Leur rôle est indispensable. Nous ne pourrons pas décarboniser sans les minières. La fabrication d’une éolienne de 1,5 MW nécessite à elle seule 1 900 livres de cuivre, et il faut six fois plus de minéraux critiques pour fabriquer un véhicule électrique que pour construire une voiture ordinaire.
L’exploitation minière est donc essentielle, mais on peut faire mieux en matière d’acceptabilité sociale. Même les populations qui comprennent l’importance des mines n’en veulent pas dans leur cour. Les minéraux peuvent se trouver n’importe où, parfois dans les régions les plus reculées de la planète. Nous devons composer avec cet état de fait et nous engager avec les communautés d’accueil de manière responsable.
À Rio, notre objectif est d’atteindre la carboneutralité d’ici 2050. Nous voulons réduire nos propres émissions de niveaux 1 et 2 de 50 % d’ici 2030, mais il importe de mieux expliquer notre travail, et les raisons pour lesquelles ce travail est utile pour la planète.
Nous venons de parler des défis que rencontrent les entreprises canadiennes.

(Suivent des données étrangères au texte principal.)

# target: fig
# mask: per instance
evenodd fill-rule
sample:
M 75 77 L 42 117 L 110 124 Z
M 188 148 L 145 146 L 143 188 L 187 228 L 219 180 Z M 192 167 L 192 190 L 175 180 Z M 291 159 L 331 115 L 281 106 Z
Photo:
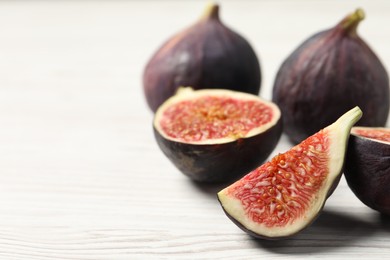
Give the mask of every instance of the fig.
M 153 126 L 162 152 L 183 174 L 214 183 L 264 162 L 282 133 L 275 104 L 225 89 L 180 88 L 156 111 Z
M 256 238 L 281 239 L 311 224 L 339 183 L 355 107 L 336 122 L 218 192 L 226 215 Z
M 352 128 L 344 176 L 361 202 L 390 215 L 390 128 Z
M 357 34 L 362 9 L 335 27 L 304 41 L 282 63 L 272 100 L 283 129 L 298 143 L 359 106 L 360 126 L 384 126 L 389 113 L 389 78 L 377 55 Z
M 146 101 L 153 112 L 179 86 L 222 88 L 258 95 L 259 59 L 249 42 L 226 27 L 219 5 L 210 4 L 195 24 L 172 36 L 147 63 Z

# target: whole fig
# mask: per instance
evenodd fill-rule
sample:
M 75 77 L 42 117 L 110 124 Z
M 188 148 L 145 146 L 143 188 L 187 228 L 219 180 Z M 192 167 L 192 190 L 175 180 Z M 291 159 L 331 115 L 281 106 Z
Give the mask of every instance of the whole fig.
M 143 85 L 155 112 L 180 86 L 260 91 L 259 60 L 246 39 L 219 19 L 219 6 L 208 6 L 202 18 L 174 35 L 147 63 Z
M 356 29 L 364 12 L 357 9 L 335 27 L 303 42 L 281 65 L 273 101 L 283 127 L 298 143 L 359 106 L 358 125 L 384 126 L 389 113 L 389 78 L 376 54 Z

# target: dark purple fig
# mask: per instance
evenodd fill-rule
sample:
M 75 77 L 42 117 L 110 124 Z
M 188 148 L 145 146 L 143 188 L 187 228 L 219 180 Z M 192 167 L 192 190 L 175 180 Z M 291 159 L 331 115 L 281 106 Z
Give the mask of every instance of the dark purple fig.
M 220 21 L 218 10 L 218 5 L 210 5 L 198 22 L 170 38 L 146 65 L 144 93 L 154 112 L 179 86 L 259 94 L 258 58 L 246 39 Z
M 359 125 L 384 126 L 389 113 L 389 79 L 381 61 L 358 36 L 364 12 L 348 15 L 334 28 L 303 42 L 281 65 L 273 101 L 283 129 L 298 143 L 359 106 Z
M 218 192 L 226 215 L 257 238 L 285 238 L 309 226 L 339 183 L 350 130 L 361 115 L 351 109 Z
M 257 95 L 180 88 L 156 111 L 157 143 L 185 175 L 228 182 L 262 163 L 282 133 L 280 110 Z
M 390 128 L 352 128 L 344 175 L 360 201 L 390 215 Z

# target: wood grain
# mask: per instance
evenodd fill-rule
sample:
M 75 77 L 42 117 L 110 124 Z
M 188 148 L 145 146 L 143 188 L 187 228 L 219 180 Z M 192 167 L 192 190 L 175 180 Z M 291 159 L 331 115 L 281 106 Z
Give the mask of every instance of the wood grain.
M 283 59 L 356 7 L 390 64 L 388 1 L 220 1 L 250 40 L 270 98 Z M 142 71 L 203 1 L 0 2 L 1 259 L 386 259 L 390 221 L 342 179 L 299 235 L 255 240 L 158 149 Z M 291 145 L 283 136 L 273 154 Z

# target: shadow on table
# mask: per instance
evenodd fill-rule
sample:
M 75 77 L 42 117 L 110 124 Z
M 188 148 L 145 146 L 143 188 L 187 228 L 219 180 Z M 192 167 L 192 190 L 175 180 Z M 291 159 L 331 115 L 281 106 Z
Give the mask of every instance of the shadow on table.
M 390 216 L 381 214 L 379 215 L 380 219 L 380 229 L 385 232 L 390 233 Z
M 196 190 L 202 192 L 203 194 L 209 196 L 212 199 L 217 199 L 217 193 L 229 186 L 228 183 L 200 183 L 196 181 L 191 181 L 191 185 L 195 187 Z
M 383 222 L 368 222 L 354 216 L 324 210 L 311 226 L 283 240 L 258 240 L 253 243 L 280 254 L 307 254 L 332 251 L 356 244 L 378 231 L 390 232 L 390 218 Z

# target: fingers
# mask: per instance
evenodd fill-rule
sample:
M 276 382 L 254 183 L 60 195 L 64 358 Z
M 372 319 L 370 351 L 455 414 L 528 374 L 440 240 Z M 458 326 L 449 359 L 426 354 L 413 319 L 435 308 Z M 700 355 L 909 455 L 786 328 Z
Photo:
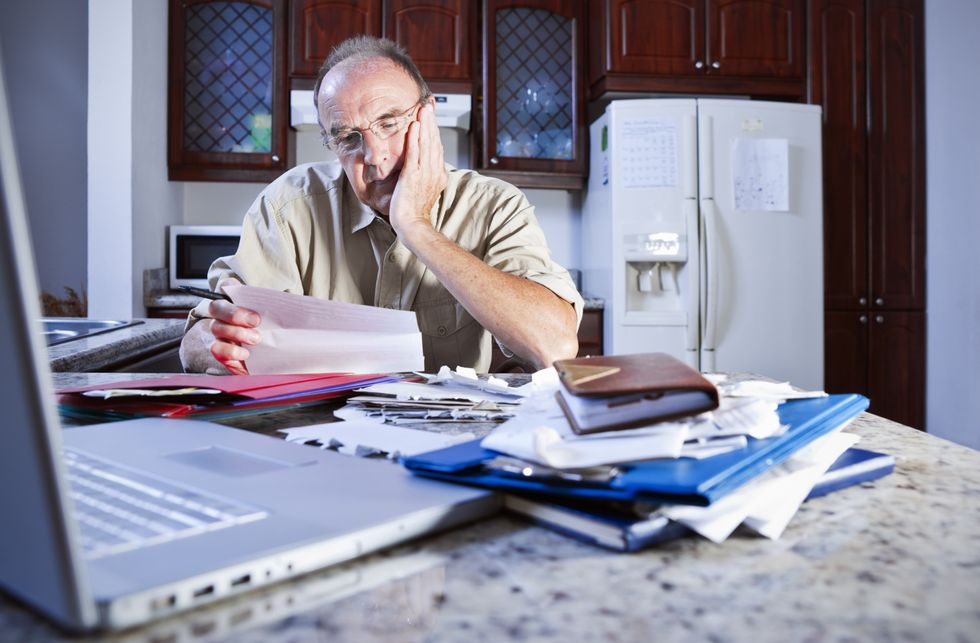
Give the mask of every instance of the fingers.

Qu’est-ce qui vous rend optimiste ?
Je considère que le Canada a un énorme potentiel, surtout en ce moment. Regardez ce qui se passe dans le monde. Nous sommes huit milliards d’habitants et nous serons bientôt dix milliards. Des forces sourdes sont en mouvement : la recherche technologique, le dérèglement climatique, la démographie, l’inégalité des revenus. Je ne connais pas de pays mieux placé que le Canada pour faire face à tout cela.
D’abord, nous disposons d’eau, d’énergie et de ressources minérales. Ensuite, nous avons une population dont les valeurs sont planétaires et multiculturelles. C’est un avantage énorme dans notre monde complexe.
Nous sommes un chef de file dans les technologies, mais nous n’en parlons pas. Pensons à Nortel ou à BlackBerry ou à l’intelligence artificielle, un secteur qui me passionne, car nous avons trois centres de classe mondiale au Canada et je pense que nous sommes également des leaders en la matière. Tous les éléments sont en place, mais je remarque que nous manquons parfois d’ambition.
Sans rien tenir pour acquis, nous observons que la polarisation politique est bien moins prononcée ici qu’aux États-Unis. Nous sommes une nation raisonnable. À long terme, cela a son importance. Nos fonds de retraite sont remarquables et de calibre mondial. J’aimerais bien voir tout le potentiel canadien se déployer.
Je rêve de voir le Canada abriter une cinquantaine de grandes entreprises mondiales occupant les tout premiers rangs dans leur secteur d’activité. Cela nous permettrait de créer notre propre réseau d’excellence grâce à la R.-D., à l’innovation et au développement du leadership et des talents. Peut-être qu’en raison de nos forces, nous sommes devenus un peu trop complaisants. Mais je demeure tout de même persuadé que notre pays ira loin.
*Le contenu de cet entretien a été modifié pour des raisons de longueur et de clarté.